According to Fleur Hinton, PricewaterhouseCoopers' legal counsel, the Government's intention to lift restrictions on the importation of software will hurt legitimate distributors and the greater IT channel.

"The law as it now stands is very complex and uncertain," Hinton said at a PwC legal business seminar on parallel importing held last week in Sydney.

"However, while the Government appears to be trying to ensure consumers get a better deal by easing parallel importation restrictions, in the long run the effect could be negative for both businesses and consumers alike. I can clearly see why changes to legislation frustrate legitimate distributors and confuse consumers."

The Government has made a number of recent amendments to the Copyright Act which Hinton claims, combined with a new report entitled Review of Intellectual Property Legislation under the Comp- etition Principles Agreement, could cost the channel more than the Government's intended saving to the consumer.

The report, released on December 6, has the potential to further change legislation, due to its recommendations to amend a trademarks loophole which protects branded goods from parallel importation.

Under current legislation, goods which bear a trademark company logo or image can be prevented from being imported by companies that do not own a licence to that trademark. In effect, this means companies that own or (in the case of a distributor) have been assigned the rights to a logo, have the right to stop goods entering Australia because the logo is granted the status as a work of artistic or intellectual merit.

According to Hinton however, if the proposed legislation is amended to allow branded goods to enter Australia regardless of who holds the rights to the trademark, it opens the floodgates for unscrupulous distributors to import whatever products they choose.

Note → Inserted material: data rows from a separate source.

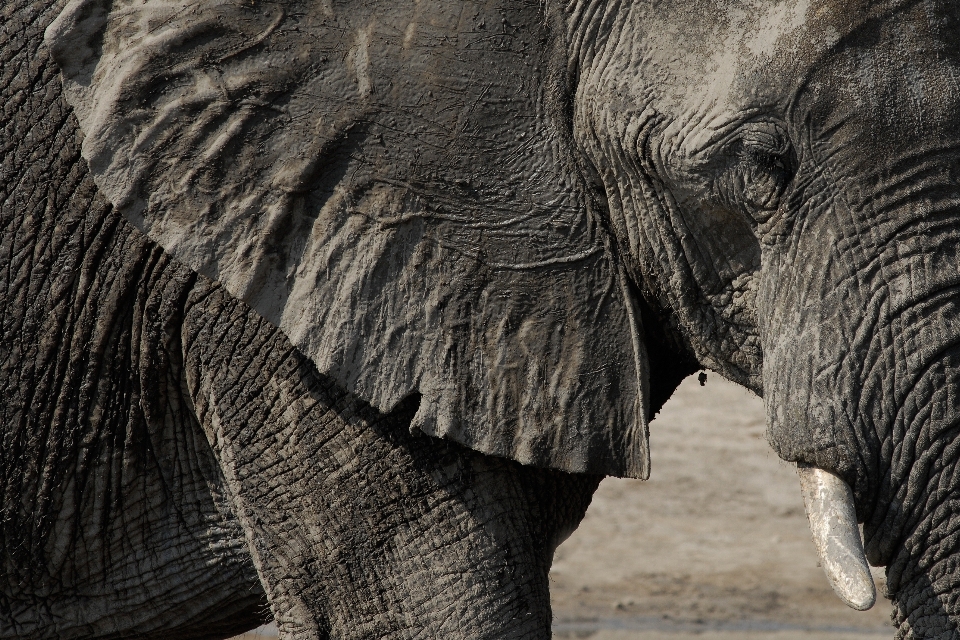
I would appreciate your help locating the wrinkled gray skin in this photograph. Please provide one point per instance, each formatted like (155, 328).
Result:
(512, 226)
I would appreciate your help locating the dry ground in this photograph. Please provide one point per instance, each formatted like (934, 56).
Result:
(713, 547)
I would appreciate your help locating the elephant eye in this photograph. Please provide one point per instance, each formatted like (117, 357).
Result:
(763, 167)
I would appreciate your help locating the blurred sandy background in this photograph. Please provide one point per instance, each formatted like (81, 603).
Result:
(714, 546)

"People who are authorised distributors are losing out," Hinton said, who added that most authorised distributors are required to set up a service and support infrastructure to maintain a product's brand and quality, which will be significantly impacted if customers are demanding support regardless of where they bought the product. "Eventually Australian distributors won't be able to provide backup and support services."

Hinton also claims there is a moral issue at stake, with an authorised distributor losing out on advertising and marketing investments made to promote products locally. "The parallel importer benefits from this activity unfairly, and at the same time contributes little to other local industries," she said.

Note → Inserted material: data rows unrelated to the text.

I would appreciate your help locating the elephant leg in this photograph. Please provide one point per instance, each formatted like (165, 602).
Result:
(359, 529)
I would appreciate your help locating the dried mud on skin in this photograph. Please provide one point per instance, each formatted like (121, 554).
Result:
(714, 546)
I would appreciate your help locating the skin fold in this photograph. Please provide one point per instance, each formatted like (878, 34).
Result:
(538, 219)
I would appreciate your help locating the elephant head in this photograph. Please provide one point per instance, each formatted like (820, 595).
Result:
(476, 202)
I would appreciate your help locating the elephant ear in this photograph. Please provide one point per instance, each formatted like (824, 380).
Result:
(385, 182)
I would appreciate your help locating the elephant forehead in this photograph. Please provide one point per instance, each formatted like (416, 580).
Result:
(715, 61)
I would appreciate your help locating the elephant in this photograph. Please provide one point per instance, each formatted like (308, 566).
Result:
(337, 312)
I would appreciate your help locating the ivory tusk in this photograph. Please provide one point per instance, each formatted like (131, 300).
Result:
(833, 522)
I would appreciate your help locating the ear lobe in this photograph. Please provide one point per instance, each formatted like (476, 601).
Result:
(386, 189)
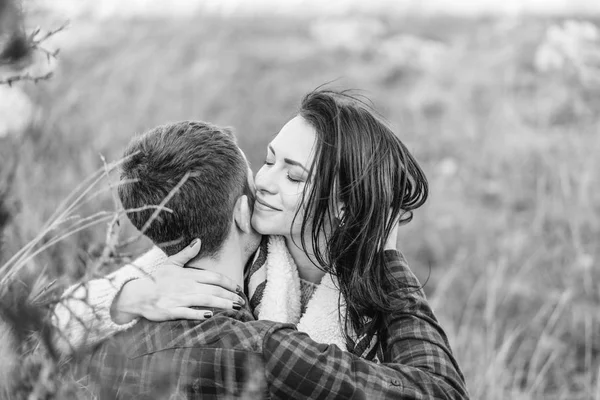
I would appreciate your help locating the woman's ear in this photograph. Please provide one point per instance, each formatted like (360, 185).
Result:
(242, 214)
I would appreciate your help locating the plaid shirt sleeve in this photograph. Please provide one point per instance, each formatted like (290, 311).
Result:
(418, 362)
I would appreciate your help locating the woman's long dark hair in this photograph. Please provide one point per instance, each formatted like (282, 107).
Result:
(360, 164)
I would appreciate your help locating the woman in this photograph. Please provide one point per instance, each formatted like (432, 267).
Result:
(335, 184)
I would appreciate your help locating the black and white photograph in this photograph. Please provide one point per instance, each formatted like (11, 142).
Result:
(300, 199)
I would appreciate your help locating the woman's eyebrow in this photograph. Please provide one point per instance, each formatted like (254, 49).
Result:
(289, 161)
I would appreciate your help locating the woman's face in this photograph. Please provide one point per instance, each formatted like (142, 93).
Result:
(281, 180)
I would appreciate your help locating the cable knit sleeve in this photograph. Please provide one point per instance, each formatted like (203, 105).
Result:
(82, 317)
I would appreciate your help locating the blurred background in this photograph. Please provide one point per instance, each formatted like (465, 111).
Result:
(498, 100)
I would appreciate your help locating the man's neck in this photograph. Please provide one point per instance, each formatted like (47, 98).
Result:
(228, 262)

But one of the major problems caused by any change to the current legislation seen by Hinton is the specification difference between similar products in separate regional markets.

"Often products are built to different standards or modified to suit individual market conditions," Hinton said. "Parallel importing can cause problems by introducing product variations not designed for the local market."

A spokesperson for Senator Alston could not be reached at press time.